Son yıllarda Yunanlılar’ın yerini Rumlar aldı!
Türker İnanoğlu’ndan rica etsek bir Yabancı Damat da Kıbrıs Rum Kesimi’nde mi çekse acaba...
Mükellef yemek buna derim!
Yaşamdan Dakikalar ekibi Adana’ya gitmiş.Nebil Özgentürk, Hıncal Uluç ve Haşmet Babaoğlu, Yüzevler Kebapçısı’nda öyle bir yemeğe oturmuşlar ki, saydım tam 70 tabak vardı masada...
7 tane de ekmek sepeti...
Ayranlar, kolalar, sular da cabası... (Sunay Akın Amerika’da olduğu için kadroda yok, o da olsa tabak sayısı daha da artacaktı).

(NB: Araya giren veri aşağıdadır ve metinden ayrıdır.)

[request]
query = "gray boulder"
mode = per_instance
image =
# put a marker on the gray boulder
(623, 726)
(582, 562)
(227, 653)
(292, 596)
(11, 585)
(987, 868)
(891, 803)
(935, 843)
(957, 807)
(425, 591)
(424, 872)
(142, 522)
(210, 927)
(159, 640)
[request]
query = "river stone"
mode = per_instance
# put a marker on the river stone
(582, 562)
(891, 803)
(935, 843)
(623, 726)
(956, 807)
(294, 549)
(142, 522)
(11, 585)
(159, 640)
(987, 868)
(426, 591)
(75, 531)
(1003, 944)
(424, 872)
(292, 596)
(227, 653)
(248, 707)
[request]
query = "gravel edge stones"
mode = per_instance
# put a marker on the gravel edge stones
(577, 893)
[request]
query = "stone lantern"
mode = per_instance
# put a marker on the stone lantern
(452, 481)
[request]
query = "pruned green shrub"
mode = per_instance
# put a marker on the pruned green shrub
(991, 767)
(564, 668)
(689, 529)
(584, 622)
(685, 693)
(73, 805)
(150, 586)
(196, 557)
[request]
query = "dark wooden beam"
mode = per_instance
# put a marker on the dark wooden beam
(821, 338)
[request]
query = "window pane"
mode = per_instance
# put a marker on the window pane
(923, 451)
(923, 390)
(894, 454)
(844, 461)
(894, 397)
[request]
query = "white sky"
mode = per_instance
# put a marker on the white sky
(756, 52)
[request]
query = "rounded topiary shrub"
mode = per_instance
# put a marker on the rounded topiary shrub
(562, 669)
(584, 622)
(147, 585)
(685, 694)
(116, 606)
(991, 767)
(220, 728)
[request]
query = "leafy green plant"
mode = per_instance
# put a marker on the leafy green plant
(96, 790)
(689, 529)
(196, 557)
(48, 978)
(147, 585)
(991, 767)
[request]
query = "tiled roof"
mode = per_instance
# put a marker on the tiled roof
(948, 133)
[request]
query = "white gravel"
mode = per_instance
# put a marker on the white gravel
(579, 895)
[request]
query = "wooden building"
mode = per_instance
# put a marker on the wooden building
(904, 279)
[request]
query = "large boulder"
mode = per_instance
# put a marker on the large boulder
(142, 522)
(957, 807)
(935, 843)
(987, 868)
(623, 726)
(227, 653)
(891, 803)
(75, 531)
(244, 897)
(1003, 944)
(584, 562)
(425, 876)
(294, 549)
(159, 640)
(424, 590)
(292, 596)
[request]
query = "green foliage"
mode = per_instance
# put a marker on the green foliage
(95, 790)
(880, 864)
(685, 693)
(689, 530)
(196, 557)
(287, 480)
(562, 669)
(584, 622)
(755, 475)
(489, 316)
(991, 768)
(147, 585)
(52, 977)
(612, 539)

Fotoğraflardan görebildiğim kadarıyla da masada 12 kişi var. Yani adam başı en az 6 tabak düşüyor.
Yedikleri içtikleri onların olsun, gördüklerini de televizyonda anlatırlar zaten ama benim ekibe bir tek tavsiyem olur: 70 tabaklı yemekten sonra Adana dönüşü mutlaka bir kolesterol ölçümü yaptırsınlar...
Ve TV8’den mutlaka zam istesinler. Baksanıza program için kendilerini heba edecekler.